No sé muy bien qué es lo que hago aquí. De un tiempo a otra parte me encuentro de bruces con el aislamiento característico del que es tan solo una imagen de si mismo. Continúo, por así decirlo,  sin existir o tal vez exista en las mentes de muchos hombres. No quiero moverme de este espacio, de esta línea en que me hallo y donde nadie me puede ver. Estoy entre los chiscones de mis sentimientos ¡Ja!. He renacido para ver las conciencias de este país de españoles que siguen a puñetazos y os digo que mientras que Sancho y yo no nos reconciliemos no habrá posible mediación para los que están aquí ¡pardiez!

Cuántas críticas habré recibido de estas palabras que con sangre escribo ahora y que han sustituido a esos molinos tan imaginativos que tanto que pensar han dado a generaciones. Sigo aquí, impalpable, sufridor, notario de este tiempo entre estas mis palabras que quieren convencer y no lo logran, mis escritos que nadie lee, mis textos que no son reconocidos, mi sufrimiento palpable como palmarios son mis dolores por todo el cuerpo de sufrir por no llegar, de asumir estas palabras que me han tergiversado, en suma mi invisibilidad. Qué otra cosa podría yo hacer más que inventar palabras y mundos de imaginación…esos mundos de ideas, molinos como ideas...y seguimos igual, porque sigo considerado como ese esquizofrénico loco, apartado de todo, confinado en mi mismo que es el único lugar, el lugar de la nada, el desierto de mis palabras donde puedo acaso existir.

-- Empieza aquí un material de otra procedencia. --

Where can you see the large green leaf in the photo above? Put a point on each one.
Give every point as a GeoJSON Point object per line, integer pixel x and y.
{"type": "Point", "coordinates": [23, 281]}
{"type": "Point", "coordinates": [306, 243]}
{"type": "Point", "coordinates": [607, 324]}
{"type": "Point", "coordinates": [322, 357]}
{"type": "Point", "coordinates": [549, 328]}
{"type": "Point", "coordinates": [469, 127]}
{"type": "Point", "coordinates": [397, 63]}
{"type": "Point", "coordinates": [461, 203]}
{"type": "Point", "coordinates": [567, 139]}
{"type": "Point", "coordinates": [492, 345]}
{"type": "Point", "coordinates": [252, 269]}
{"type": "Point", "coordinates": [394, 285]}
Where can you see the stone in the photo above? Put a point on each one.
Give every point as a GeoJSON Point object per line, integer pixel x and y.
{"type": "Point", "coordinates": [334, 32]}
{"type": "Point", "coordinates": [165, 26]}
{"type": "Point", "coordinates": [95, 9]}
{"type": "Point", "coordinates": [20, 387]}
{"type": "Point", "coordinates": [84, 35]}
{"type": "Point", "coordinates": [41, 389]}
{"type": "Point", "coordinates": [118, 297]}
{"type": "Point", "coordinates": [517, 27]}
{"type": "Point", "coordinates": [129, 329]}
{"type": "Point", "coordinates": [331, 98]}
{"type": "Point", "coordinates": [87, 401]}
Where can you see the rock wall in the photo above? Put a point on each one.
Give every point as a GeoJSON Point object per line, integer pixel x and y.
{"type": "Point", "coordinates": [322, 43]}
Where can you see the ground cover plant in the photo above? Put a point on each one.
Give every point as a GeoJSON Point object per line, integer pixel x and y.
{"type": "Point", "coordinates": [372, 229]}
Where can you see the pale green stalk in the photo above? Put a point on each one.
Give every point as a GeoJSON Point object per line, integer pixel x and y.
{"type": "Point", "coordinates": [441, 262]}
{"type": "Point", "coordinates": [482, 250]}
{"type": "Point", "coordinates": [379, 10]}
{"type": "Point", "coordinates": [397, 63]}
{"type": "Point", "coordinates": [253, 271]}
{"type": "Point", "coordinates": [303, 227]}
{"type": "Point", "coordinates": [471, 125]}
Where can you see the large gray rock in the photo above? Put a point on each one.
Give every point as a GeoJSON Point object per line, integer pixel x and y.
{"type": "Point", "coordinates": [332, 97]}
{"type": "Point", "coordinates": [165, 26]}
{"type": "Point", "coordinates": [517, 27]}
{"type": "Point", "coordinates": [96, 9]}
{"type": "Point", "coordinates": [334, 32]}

El instinto de conservación es una consecuencia de una situación de angustia pero es al menos la única forma de perpetuarse en esta Historia de desencantos. Se parte el bacalao de aquella manera, mientras yo duermo con un ojo cerrado y el otro abierto aburrido como un hongo cuando me doy mi ración de vista sin pena ni gloria.  Hoy, donde el entretenimiento en su fuero interno juega al chito igual que con la imaginación. Mis molinos son las literaturas, las ideas que se reúnen en las palabras con que sueño superar a aquel que me creó con tan mala pata que vinieron otros también a decir yo no existo como Manso de Galdós o Unamuno con su Augusto de Nivola. Ellos no existen como tampoco existo yo y sin embargo escribo, lo hago una y otra vez y nada importa por no pueden entender que si no lo hago así, pongo en peligro mi autoconservación y con ello mi sacrificio.

El mundo espera con ansia encontrar nuevos Alonsos, sin darse cuenta de que están ahí, Yo que soy el que soy, estoy aquí, y hago metarealidad cada vez que presento una novela o poemas a concursos. De sobra sé que esos jurados son los jóvenes del patíbulo que no van a querer entender que un jubilado y loco pueda llegar a ser el protagonista de las letras universales y con ello su autor. A Sancho ahora es imposible convencerle de nada, cuando digo nada es nada, a un obtuso de ese tamaño sería una utopía hacerle escritor, sin embargo él es la idea con la que hoy lucho sin aspas que valgan, la idea del que no quiere ver es la más terrible. A todo dice que no, que no saldré adelante que no seré considerado, que no existiré en definitiva. No pienso moralizar, pero a los que lo suelen hacer en términos literarios les doy este consejo: ¡seguid así hijos míos con esa equidad que la historia vuelve a repetir!, reflexionad sobre el oportunismo malo que inunda las páginas de ahora y ponedlas en el escaparate de vuestra moral. Yo prefiero sobrevivir a la ignorancia. El mundo ahora deja de un lado al mismo loco que han exaltado por generaciones y que ahora es el escritor. 
Alonso Quijano.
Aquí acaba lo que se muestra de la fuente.